There were international stories that took precedence during this period over Hurricane Katrina, such as the many hundreds of pilgrims killed in the Baghdad bridge stampede, the Israeli withdrawal from Gaza, the first democratic elections in Egypt, and the fourth anniversary of 9/11, each of which at one time or another took precedence over Katrina in news broadcasts abroad. In Syria, a local story about police academy graduates was the lead, while Katrina was relegated to the 17th spot in the news report.

A reason for Katrina being played as business-as-usual was that few stations had reporters of their own in New Orleans. Croatian TV did have a journalist on the scene, and placed his stories higher up in the news broadcast than other stations that relied on coverage of Katrina from other sources.

There was some reporting on the lack of preparedness by administration officials from Homeland Security and the Federal Emergency Preparedness Agency, but overall President Bush fared fairly well. Each of his three visits to New Orleans was duly noted, placing him at the scene of the disaster and thus portraying him as caring about it. His Saturday radio addresses were also reported.
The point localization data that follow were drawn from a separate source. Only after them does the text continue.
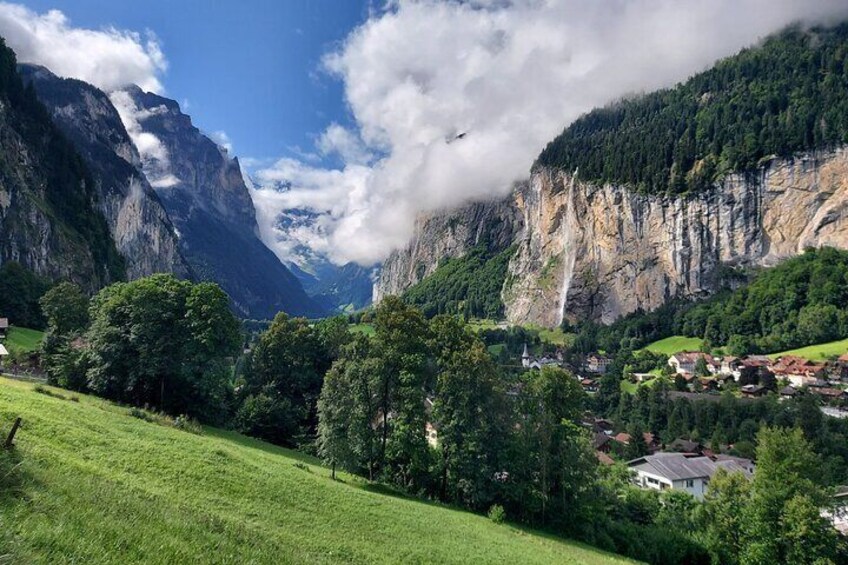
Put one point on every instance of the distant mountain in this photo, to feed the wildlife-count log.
(205, 196)
(139, 224)
(656, 197)
(51, 211)
(339, 288)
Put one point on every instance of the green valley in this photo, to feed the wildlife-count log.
(87, 482)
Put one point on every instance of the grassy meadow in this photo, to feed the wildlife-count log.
(675, 344)
(89, 483)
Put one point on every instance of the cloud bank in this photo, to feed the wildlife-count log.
(108, 58)
(507, 74)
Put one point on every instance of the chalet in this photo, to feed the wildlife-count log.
(604, 459)
(731, 366)
(787, 393)
(643, 377)
(753, 391)
(589, 385)
(828, 393)
(602, 443)
(530, 362)
(679, 471)
(797, 370)
(624, 439)
(597, 363)
(708, 383)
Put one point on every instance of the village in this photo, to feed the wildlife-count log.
(684, 464)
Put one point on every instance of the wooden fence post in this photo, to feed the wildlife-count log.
(11, 437)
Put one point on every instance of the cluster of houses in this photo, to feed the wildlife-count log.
(681, 465)
(824, 379)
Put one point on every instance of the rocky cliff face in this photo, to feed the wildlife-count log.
(142, 231)
(590, 252)
(600, 252)
(205, 195)
(443, 235)
(50, 211)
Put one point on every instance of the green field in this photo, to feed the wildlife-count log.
(88, 483)
(820, 352)
(675, 344)
(22, 339)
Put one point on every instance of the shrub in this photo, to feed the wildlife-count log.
(497, 514)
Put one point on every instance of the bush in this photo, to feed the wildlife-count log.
(497, 514)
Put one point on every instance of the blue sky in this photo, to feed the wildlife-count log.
(368, 150)
(249, 68)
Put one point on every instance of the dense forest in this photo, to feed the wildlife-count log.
(420, 407)
(67, 190)
(801, 301)
(469, 285)
(789, 94)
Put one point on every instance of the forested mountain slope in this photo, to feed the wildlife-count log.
(651, 198)
(787, 95)
(50, 209)
(145, 492)
(137, 220)
(205, 195)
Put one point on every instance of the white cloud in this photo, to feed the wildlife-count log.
(509, 74)
(108, 58)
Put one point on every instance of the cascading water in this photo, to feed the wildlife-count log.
(569, 253)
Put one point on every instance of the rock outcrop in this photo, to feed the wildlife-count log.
(600, 252)
(585, 251)
(449, 234)
(138, 222)
(50, 213)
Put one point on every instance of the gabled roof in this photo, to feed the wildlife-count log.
(679, 467)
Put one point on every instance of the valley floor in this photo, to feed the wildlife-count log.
(89, 483)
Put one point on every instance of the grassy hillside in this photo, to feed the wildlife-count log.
(23, 339)
(675, 344)
(95, 485)
(820, 352)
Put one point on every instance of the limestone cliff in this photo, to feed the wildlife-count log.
(600, 252)
(142, 231)
(204, 193)
(447, 234)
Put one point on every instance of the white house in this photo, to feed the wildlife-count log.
(680, 471)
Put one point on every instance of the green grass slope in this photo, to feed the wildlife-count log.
(675, 344)
(91, 484)
(820, 352)
(23, 339)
Washington politics and charges of racism connected with rescue operations did not surface to any great extent in our program review.

Looting was reported, but moderately; blacks involved were generally depicted as lawbreakers, not victims.

Slovene radio news reported that the “consequences of Karina Hurricane in the USA were catastrophic,” with criminal gangs taking over towns, no law enforcement, explosions, and more soldiers being sent to the affected areas.

Croatian TV noted that “lawlessness grips New Orleans in the wake of Hurricane Katrina.” But this aspect of the story, which became a focus of reporting on U.S. television and radio outlets, was limited in coverage abroad that we reviewed.

Voice of America correspondents appeared on TV and radio news broadcasts in Europe and Middle East with factual reports from New Orleans.

Reporting about Al Manar Lebanese Hezbollah TV, the BBC Monitoring Service noted that “… preachers this week gave special attention to Hurricane Katrina. …The preachers considered the hurricane a manifestation of the power of God, a lesson to people, and a warning to the arrogant on Earth.”

But the infamous al-Jazeera Arabic channel displayed even-handed coverage of Katrina by noting that “President Bush pledges to investigate any negligence in rescue and relief efforts in the wake of Hurricane Katrina.” And Syrian TV also noted that President Bush had pledged to investigate his administration’s handling of the Katrina disaster.

Al-Jazeera noted that, “The popularity of Bush is dropping,” and that “many Americans are asking the administration to turn the funds it is spending in Iraq to the disaster-stricken area.” Iranian TV on the anniversary of Sept.11 had a long report which spoke of America’s “weakness in attending to the post-Katrina crisis.”

And now we return to the U.S. bubble, where reports abound that Katrina and the slow response to its victims by government, will further tarnish America’s image abroad.

The International Herald Tribune’s Roger Cohen writes from New York that, “All the ingredients were there in the days after Hurricane Katrina hit New Orleans. … The rich, mainly white folks, high-tailing it out of town; the poor, overwhelmingly black, abandoned and marooned; the streets given over to armed vigilantes; the government unresponsive and society unglued … has … hurt the international image of President George W. Bush’s administration….”

Worldcasting concludes that those abroad are more interested in themselves than in us. What may happen, as New Orleans rises from rubble to become a gleaming new city on the Gulf Coast, is that broadcast news stories abroad will likely dwell on the positive side of the city’s re-birth, and their own hand in it.